Letts left his home town of Oxford for Syria in 2014 after converting to Islam. It was reported that Letts joined ISIS, a charge both his parents adamantly deny.
The Canadian government made contact with Letts in January and provided help in dealing with his situation.
A British member of parliament alleged that the Canadian government had a plan to smuggle Letts from Syria to Canada, but was stopped by a third party. Public Safety Minister Ralph Goodale denied this report.
He may not have stepped foot in Canada before, but he has dual-citizenship through his father.
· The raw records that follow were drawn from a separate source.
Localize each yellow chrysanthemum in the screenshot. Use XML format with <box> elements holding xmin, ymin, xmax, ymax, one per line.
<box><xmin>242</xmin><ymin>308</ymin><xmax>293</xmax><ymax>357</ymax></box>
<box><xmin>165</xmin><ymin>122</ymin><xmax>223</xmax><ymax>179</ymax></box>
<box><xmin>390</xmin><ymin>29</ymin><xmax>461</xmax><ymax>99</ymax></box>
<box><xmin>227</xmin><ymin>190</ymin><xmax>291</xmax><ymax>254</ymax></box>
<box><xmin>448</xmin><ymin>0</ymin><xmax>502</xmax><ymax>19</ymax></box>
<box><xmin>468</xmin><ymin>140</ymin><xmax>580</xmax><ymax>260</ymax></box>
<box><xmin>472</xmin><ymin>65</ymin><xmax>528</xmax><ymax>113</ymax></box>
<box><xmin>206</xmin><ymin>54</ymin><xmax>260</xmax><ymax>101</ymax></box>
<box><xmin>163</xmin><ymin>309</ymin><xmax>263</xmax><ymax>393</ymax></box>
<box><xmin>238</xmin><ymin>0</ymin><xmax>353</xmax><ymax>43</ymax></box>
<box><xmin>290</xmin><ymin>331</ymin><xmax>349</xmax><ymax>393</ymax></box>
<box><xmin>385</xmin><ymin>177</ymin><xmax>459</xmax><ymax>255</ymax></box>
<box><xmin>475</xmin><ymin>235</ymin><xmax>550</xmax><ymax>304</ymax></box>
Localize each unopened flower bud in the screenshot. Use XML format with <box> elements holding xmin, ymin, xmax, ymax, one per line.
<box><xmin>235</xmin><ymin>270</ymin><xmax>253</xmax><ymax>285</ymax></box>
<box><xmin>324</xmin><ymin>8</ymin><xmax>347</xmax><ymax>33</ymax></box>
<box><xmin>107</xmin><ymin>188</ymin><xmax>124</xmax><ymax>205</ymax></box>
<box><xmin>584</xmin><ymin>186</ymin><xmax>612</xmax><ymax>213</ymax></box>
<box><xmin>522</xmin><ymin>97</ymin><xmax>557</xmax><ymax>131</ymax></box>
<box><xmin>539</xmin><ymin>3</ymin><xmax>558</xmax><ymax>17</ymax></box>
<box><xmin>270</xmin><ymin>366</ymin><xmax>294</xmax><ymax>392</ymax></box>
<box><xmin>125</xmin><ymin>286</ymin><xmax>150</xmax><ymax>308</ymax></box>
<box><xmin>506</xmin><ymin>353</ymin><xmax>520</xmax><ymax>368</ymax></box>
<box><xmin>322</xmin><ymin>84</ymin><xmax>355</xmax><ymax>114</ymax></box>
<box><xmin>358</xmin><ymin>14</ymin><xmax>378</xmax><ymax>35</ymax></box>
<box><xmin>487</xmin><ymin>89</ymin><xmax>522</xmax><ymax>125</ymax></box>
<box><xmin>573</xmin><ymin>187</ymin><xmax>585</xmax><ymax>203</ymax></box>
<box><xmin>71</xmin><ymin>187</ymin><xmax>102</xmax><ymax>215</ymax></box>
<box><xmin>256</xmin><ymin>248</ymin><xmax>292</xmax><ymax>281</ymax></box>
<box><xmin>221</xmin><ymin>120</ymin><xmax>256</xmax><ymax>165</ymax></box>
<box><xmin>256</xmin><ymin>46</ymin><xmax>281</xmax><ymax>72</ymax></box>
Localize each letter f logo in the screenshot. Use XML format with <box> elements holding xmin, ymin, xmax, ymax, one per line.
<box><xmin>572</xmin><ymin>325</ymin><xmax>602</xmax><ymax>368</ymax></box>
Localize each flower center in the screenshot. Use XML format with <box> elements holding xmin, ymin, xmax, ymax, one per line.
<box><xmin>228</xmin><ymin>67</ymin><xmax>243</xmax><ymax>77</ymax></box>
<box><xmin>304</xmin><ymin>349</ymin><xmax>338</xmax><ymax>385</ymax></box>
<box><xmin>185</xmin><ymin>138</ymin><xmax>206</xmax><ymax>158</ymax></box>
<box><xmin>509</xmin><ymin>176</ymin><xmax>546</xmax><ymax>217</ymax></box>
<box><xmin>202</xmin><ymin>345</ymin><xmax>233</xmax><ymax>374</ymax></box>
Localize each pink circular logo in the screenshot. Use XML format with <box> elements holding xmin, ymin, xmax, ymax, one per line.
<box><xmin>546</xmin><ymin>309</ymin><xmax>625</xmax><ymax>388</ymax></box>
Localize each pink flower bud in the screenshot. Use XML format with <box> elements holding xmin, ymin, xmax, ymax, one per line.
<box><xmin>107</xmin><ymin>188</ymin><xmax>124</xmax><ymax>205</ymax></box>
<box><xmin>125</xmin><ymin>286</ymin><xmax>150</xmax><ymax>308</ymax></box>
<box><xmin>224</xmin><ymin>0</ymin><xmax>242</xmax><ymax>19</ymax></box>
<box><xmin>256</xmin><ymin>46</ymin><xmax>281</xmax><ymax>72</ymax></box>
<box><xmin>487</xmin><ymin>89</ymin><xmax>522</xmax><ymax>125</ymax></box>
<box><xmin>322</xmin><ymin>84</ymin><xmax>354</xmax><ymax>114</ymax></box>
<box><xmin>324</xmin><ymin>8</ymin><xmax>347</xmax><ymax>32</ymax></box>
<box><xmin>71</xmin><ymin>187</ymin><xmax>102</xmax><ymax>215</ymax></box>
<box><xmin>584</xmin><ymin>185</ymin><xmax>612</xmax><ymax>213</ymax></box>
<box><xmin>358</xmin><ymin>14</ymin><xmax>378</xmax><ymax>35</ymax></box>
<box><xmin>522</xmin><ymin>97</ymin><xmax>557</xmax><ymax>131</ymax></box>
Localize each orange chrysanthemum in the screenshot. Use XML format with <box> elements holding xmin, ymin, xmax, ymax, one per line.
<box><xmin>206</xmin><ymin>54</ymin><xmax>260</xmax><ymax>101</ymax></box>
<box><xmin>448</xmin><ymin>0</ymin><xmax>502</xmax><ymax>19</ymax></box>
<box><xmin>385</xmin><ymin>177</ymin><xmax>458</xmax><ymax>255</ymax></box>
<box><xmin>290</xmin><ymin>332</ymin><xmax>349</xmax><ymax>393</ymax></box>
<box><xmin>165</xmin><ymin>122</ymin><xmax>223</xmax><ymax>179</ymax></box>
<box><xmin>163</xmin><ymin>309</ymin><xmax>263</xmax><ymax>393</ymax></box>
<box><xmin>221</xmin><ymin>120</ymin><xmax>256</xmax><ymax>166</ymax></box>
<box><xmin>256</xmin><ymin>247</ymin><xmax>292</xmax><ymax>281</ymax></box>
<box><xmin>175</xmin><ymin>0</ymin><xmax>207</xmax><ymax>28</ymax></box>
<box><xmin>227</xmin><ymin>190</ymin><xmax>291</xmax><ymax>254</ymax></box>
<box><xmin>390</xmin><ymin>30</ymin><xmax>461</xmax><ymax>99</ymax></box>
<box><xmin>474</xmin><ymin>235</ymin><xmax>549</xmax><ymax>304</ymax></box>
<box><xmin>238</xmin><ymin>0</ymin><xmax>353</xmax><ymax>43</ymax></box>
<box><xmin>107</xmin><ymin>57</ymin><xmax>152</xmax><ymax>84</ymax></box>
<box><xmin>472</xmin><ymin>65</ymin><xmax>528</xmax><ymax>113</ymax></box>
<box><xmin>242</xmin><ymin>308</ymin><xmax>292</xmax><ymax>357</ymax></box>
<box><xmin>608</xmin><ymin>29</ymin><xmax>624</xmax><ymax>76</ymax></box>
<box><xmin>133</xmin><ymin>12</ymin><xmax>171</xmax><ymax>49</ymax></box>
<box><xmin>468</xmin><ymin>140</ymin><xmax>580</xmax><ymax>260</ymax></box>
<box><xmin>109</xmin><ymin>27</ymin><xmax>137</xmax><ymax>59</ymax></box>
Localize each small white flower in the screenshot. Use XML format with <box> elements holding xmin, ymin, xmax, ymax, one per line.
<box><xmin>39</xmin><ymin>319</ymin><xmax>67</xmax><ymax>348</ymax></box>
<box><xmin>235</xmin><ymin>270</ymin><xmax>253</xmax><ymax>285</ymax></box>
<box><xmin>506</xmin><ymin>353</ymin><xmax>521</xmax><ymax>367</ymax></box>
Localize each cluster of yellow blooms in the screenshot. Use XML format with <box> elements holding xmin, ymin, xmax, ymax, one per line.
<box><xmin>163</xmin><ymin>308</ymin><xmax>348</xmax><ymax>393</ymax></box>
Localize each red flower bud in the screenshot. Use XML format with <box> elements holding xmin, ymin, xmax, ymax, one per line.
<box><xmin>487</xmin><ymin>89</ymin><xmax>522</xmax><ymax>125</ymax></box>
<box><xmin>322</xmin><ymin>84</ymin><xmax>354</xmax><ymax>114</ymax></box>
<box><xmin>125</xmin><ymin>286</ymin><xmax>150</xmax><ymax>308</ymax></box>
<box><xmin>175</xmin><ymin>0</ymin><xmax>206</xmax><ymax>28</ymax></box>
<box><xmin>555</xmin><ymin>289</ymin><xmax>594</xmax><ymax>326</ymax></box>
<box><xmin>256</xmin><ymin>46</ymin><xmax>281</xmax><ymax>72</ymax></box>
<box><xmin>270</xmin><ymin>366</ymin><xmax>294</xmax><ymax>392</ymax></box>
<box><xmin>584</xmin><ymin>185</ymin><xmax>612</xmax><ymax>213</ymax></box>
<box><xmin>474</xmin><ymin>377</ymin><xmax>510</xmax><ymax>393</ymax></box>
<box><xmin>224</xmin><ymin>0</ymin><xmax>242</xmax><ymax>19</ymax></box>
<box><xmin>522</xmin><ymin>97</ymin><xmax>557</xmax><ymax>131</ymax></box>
Despite the fact that the British government has decided to leave him with Kurdish authorities, the Canadian government has devoted time and resources to finding him a way to Canada.
After Conservative leader Andrew Scheer asked the government about their reasoning for investing so much into seeing an accused ISIS fighter come to Canada, his parents responded.
“Mr. Scheer confidently claimed that Jack is ‘a known jihadi fighter’ — a blatant lie that he knows is untrue. Simply repeating a lie four times does not make it true.”
As Letts’ case continues to develop, the Canadian government estimates that “approximately 60” ISIS fighters have already returned to Canada.